Given that sequence, let's make a function to count how many steps it takes to get to the end node.

(defn steps-to-end [instructions paths]
  (index-of-first #(= % "ZZZ")
                  (all-steps instructions paths "AAA")))

index-of-first comes from my abyala.advent-utils-clojure.core namespace, and it does what you'd think - returns the index of the first value in the collection that satisfies the predicate. The function calls all-steps and looks for the first index where the node is "ZZZ". With that, it's time to solve the puzzle.

(defn part1 [input]
  (let [{:keys [instructions paths]} (parse-input input)]
    (steps-to-end instructions paths)))

Just parse the input and call steps-to-end. Seems easy enough. On to part 2.

Part Two

This puzzle complicates the situation by having us start from any node that ends with an \A, running each of these paths simultaneously, and only stopping when all of them hit a node that ends with \Z at the same time. The problem states that this "is going to take significantly more steps," which means you have to find a secret solution instead of just solving the puzzle as stated. As I read on Reddit, it turns out we'll need to find when each path hits an ending node, and then compute the Least Common Multiple (LCM) of those path lengths to get to the answer. So we're not that far off, especially in previous years I've leveraged the clojure.math.numeric-tower package to get an implementation of LCM, and I'm happy to do so again.

First, we'll implement multi-start, which takes in the paths and looks for all source locations that end with an \A. Note that we'll have two of each, since there will be path mappings for turning both left and right, so we'll throw the results into a set.

(defn multi-start [paths] (->> (map ffirst paths)
                               (filter #(str/ends-with? % "A"))
                               set))

If a path is of the form [[source turn] dest], then ffirst will grab the source out of the nested vectors. We use (filter #(str/ends-with? % "A")) to find the appropriate names, and set to finish it out.

And now we can implement part2 given a small change to steps-to-end:

(defn steps-to-end [end-loc? instructions paths start-loc]
  (index-of-first #(end-loc? %)
                  (all-steps instructions paths start-loc)))

(defn part1 [input]
  (let [{:keys [instructions paths]} (parse-input input)]
    (steps-to-end #(= % "ZZZ") instructions paths "AAA")))

(defn part2 [input]
  (let [{:keys [instructions paths]} (parse-input input)]
    (reduce math/lcm (map (fn [loc] (steps-to-end #(str/ends-with? % "Z") instructions paths loc))
                          (multi-start paths)))))

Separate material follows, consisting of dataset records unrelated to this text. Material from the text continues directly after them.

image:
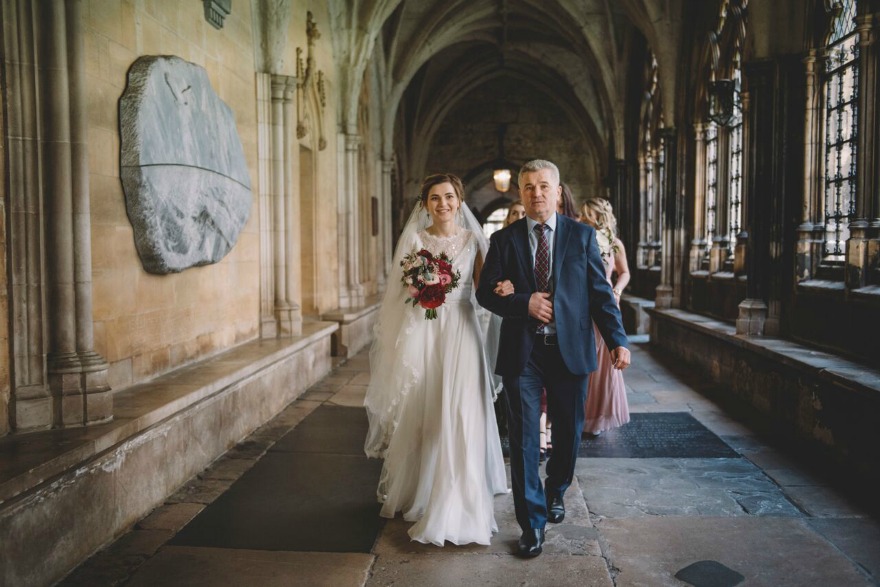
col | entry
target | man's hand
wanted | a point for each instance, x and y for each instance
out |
(620, 357)
(541, 307)
(504, 288)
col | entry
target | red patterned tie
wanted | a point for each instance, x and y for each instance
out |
(542, 259)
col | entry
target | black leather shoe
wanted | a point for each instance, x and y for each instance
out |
(555, 509)
(531, 543)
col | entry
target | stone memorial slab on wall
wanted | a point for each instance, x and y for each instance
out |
(187, 188)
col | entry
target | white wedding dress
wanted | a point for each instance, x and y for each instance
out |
(430, 408)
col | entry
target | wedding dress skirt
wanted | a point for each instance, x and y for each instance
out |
(443, 462)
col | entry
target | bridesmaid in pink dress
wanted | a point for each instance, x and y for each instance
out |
(606, 405)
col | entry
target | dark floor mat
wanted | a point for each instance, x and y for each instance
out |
(657, 435)
(329, 429)
(295, 500)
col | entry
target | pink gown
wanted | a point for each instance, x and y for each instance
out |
(606, 406)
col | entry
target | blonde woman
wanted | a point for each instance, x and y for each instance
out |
(606, 406)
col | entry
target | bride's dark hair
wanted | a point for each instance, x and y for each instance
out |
(438, 178)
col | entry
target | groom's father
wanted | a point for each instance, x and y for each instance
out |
(547, 341)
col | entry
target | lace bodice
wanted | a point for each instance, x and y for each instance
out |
(462, 248)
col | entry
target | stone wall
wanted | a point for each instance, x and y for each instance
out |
(822, 406)
(148, 324)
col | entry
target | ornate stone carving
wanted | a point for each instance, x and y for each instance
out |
(216, 11)
(187, 188)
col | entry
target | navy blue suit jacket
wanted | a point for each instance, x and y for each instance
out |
(581, 295)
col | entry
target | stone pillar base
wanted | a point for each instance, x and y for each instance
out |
(79, 389)
(752, 316)
(663, 297)
(289, 320)
(352, 297)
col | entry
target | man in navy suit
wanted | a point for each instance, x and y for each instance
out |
(546, 340)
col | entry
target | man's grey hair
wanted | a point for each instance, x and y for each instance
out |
(538, 165)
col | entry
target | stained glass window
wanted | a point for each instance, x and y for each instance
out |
(734, 194)
(841, 124)
(711, 183)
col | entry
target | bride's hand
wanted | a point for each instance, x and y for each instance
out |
(504, 288)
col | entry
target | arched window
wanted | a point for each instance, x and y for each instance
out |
(711, 185)
(735, 154)
(653, 170)
(840, 89)
(723, 138)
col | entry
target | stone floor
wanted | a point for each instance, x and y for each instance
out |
(753, 516)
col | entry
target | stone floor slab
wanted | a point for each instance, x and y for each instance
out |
(489, 570)
(769, 552)
(858, 539)
(624, 488)
(184, 566)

steps-to-end now takes in a predicate function argument end-loc?, which is expected to check whether a node is at the end. The part1 now passes in the function #(= % "ZZZ") instead of it already being inside steps-to-end. And then part2 should look very similar to part1. After parsing the input, we'll map each starting location obtained from multi-start into the steps-to-end, using #(str/ends-with? % "Z") as the end-loc? function. Finally, when the map returns a sequence of step counts, we reduce over them using math/lcm to get our answer.

One more thing - it's time to refactor out a common solve function.

(defn solve [start-locs-fn end-loc? input]
  (let [{:keys [instructions paths]} (parse-input input)]
    (reduce math/lcm (map #(steps-to-end end-loc? instructions paths %)
                          (start-locs-fn paths)))))

(defn single-start [_] ["AAA"])
(defn multi-start [paths] (->> (map ffirst paths)
                               (filter #(str/ends-with? % "A"))
                               set))
(defn part1 [input]
  (solve single-start #(= % "ZZZ") input))

(defn part2 [input]
  (solve multi-start #(str/ends-with? % "Z") input))

The solve function takes in a function to derive the starting locations from the paths, the end-loc? function, and the input. It always calls (reduce math/lcm) at the end, since the lcm of a single value is itself. Then part1 calls solve with a function that returns the single value ["AAA"] and the "ZZZ" check, while part2 calls it with multi-start and the (str/ends-with? % "Z") check. Done!